Skank – Chiswick Playhouse review

Images above: Clementine Bogg-Hargroves in Skank

Skank isn’t about sex as you might expect from the title, but about a young woman in despair, who sees no future. It’s a play, I would hazard a guess, that will strike a chord with a lot of young people at the moment.

It’s a one woman show which is funny and pacy and very well executed by writer and performer Clementine Bogg-Hargroves, but the humour is brittle – the wit and bravado of a young woman trying to find her way and failing.

“I’ve got a job, but it’s not my real job” says the bored office worker who’s never stuck at any employment for more than a few months. “I just have to do it so I can live”.

“My job here is so pointless that I managed to read Revolutionary Road over two days and nobody noticed.

“I’m just not where I thought I’d be. It’s not how I pictured it”.

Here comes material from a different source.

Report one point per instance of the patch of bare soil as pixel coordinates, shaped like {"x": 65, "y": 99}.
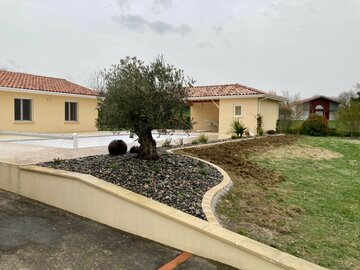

She wants to be a writer and she’s experiencing the huge let down most of us have felt on leaving university, when suddenly we found we were no longer on a path laid out from one goal to the next, one exam to the next, but cut adrift to shift for ourselves to make our way in Life. It should be easier with an education. An Education is the holy grail, but when nobody wants to give you an interesting job or even answer your emails, it begins to feel like a sentence.

Comparing herself with Linda, who is, let’s face it, “simple”, Kate realises “it’s harder to be happy when you’re intelligent”; when you want more out of life. She wants to be a writer but it seems like an unattainable goal.

You’re probably wondering by now how this is in any way funny. It is and Clementine Bogg-Hargroves sparkles as the young woman who banters with her colleagues and takes the mickey out of them behind their backs. She does a good impression of a confident, sexy girl looking to pull the office dream boat at a party, laying herself out there through her exhibitionism on the dance floor and knocking back shots, but crumpling immediately when he shows no interest.

Like many a comedy, this dances along the top of the fence, teetering between fun on one side and despair on the other; slipping down into darkness and gloom increasingly as it’s revealed that Kate’s stress and anxiety are actually making her physically ill.

Images above: Clementine Bogg-Hargroves in Skank

I snuck into the tech rehearsal (which was perfect by the way) and met Clem afterwards. She has in fact put herself on the line. All that happens in the play has happened to her. She studied Arabic at Edinburgh University, chosen at random because she was good at languages.

“I never understood it when other people said they learned more at A level than they had in their degree. That was not my experience at all. I was learning something new every day”.

Then she found herself on the scrap heap, doing dead end jobs. She found she was so stressed and anxious that she suffered from tinnitus and experienced “derealisation”. It’s a disorder which makes the person feel lifeless and foggy. “The world slows down and things don’t seem real. It’s very scary. You almost hallucinate”.

Having been living independently, she moved back in with her parents.

“I got very strict with my day to day life, tutoring Chinese kinds in the morning and then going to body attack classes at the gym”.

She found both the structured days and the physical activity useful in getting back in control.

In her mid twenties she went to the ALRA, the Academy of Live and Recorded Arts in Wigan and the play is directed by her friend and collaborator from there, Zoey Barnes and produced by Mark Ashmore.

“It’s quite surreal that it’s been so well reviewed” she says.

‘A tour de force performance’ – Number 9 Reveiws

‘This is seriously funny one woman stand-up’ – The Brighton Source

‘A constantly funny play’ – British Theatre Guide

Here’s my tuppence worth: A thought provoking and moving bitter-sweet play that makes you smile and laugh out loud.

Skank is on at Chiswick Playhouse from Tuesday 28 September – Saturday 2 October.